Mais l’abstraction et le décollement des métadonnées expérimentés par les bibliothèques au XIXe siècle est réinventé dans le numérique. Une même ontologie ou un modèle conceptuel particulier peut être utilisé pour structurer des données différentes tout en favorisant la communication entre différentes mémoires. Les modèles tels que schema.org, soutenu par Google, ou CIDOC-CRM, développé par les institutions de conservation des héritages culturels en sont de bons exemples. La notion de métadonnée sémantique, élaborée dans le milieu de l’intelligence artificielle symbolique des années 1970 est popularisée par le projet du Web Sémantique lancé par Tim Berners Lee dans la foulée du succès du Web. Ce n’est pas ici le lieu d’expliquer l’échec relatif de ce dernier projet. Contentons-nous de signaler que les contraintes rigides imposées par les formats standards du World Wide Web Consortium ont découragé ses utilisateurs potentiels. La notion d’ontologie cède aujourd’hui la place à celle de Graphe de Connaissance (Knowledge Graph) dans lequel on accède à des ressources numériques au moyen d’un modèle de données et d’un vocabulaire contrôlé. Dans cette dernière étape de l’évolution de la mémoire, les données ne sont plus contenues dans les schémas tabulaires fixes des bases de données relationnelles, mais dans les nouvelles bases de données de graphes, plus souples, plus faciles à faire évoluer, mieux à même de représenter des modèles complexes et autorisant plusieurs “vues” différentes. Un graphe de connaissance se prête au raisonnement automatique (IA symbolique classique), mais aussi à l’apprentissage automatique s’il est bien conçu et si les données sont en nombre suffisant. 

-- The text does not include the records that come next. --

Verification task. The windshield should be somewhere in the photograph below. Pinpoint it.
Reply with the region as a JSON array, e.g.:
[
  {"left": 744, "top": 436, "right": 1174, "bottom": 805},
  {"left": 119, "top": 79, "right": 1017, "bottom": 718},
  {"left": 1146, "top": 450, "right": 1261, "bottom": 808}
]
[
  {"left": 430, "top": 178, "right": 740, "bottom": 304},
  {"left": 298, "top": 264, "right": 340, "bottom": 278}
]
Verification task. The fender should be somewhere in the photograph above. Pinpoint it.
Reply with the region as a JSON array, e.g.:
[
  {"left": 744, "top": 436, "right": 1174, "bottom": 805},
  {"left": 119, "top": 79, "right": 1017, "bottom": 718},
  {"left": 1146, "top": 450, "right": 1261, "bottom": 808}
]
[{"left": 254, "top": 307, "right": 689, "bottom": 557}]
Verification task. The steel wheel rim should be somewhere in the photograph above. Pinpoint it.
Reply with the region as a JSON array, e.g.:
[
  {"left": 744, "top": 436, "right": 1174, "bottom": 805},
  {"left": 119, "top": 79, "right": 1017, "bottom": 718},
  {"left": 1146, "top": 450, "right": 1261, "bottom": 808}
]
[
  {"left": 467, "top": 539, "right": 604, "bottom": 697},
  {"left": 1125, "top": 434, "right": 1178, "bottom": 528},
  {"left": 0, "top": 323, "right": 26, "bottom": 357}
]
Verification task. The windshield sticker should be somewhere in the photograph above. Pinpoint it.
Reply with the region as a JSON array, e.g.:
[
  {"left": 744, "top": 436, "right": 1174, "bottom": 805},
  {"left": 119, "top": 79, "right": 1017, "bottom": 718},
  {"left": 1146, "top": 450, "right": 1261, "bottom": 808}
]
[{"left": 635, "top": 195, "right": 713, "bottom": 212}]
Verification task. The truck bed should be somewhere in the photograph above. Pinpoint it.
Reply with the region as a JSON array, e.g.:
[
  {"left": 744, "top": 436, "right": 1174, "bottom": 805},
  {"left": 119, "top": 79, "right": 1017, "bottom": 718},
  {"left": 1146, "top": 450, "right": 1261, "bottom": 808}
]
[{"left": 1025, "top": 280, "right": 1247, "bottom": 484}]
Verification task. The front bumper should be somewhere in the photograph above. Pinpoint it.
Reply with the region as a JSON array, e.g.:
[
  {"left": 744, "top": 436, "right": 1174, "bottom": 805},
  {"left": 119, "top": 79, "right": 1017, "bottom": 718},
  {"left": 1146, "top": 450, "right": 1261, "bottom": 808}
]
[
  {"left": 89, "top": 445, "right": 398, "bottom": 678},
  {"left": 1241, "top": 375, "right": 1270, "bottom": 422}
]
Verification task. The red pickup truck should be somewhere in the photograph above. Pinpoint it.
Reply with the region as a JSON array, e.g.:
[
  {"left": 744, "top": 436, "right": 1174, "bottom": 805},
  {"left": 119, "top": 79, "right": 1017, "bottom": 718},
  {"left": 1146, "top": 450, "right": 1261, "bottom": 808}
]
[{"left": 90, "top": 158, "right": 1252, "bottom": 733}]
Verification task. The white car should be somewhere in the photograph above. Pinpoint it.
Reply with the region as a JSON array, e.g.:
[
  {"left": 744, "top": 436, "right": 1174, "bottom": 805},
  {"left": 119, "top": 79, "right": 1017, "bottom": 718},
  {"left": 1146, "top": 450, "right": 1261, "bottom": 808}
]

Aujourd’hui encore, une grande partie de la mémoire numérique se trouve dans des bases relationnelles, sans distinction claire des données et des métadonnées, organisée selon des schémas rigides mutuellement incompatibles, mal optimisée pour les besoins de connaissance, de coordination ou d’aide à la décision de leurs utilisateurs. Réunies dans des entrepôts communs (datalakes, datawarehouses), ces données indexées ou cataloguées selon des systèmes de catégories disparates mènent parfois à des représentations ou des simulations incohérentes. La situation dans le monde encore minoritaire des knowledge graphs est certes plus brillante. Mais de nombreux problèmes demeurent : il est encore bien difficile de faire communiquer des langues, des domaines d’affaire ou des disciplines différentes. Si la visualisation de l’espace (projection sur des cartes), du temps (frises chronologiques) et des quantités est entrée dans les moeurs, la visualisation de structures qualitatives complexes (comme les actes de langage) reste un défi, et cela d’autant plus que ces structures qualitatives sont essentielles pour la compréhension causale des systèmes humains complexes. 

Il nous faut produire encore un effort pour transformer la mémoire numérique en support d’une intelligence collective réflexive. Une intelligence collective autorisant tous les points de vue, mais bien coordonnée. Il suffit pour cela de reproduire à une hauteur supplémentaire le geste d’abstraction qui a mené à la naissance des métadonnées à la fin du XVIIIe siècle. Dédoublons donc les métadonnées en (a) modèles et (b) métalangage. Les modèles pourront être aussi nombreux et riches que l’on voudra, ils communiqueront – avec les langues naturelles, les humains et les machines – par l’intermédiaire d’un métalangage commun. Dans la bibliothèque de Babel, il est temps d’allumer la lumière.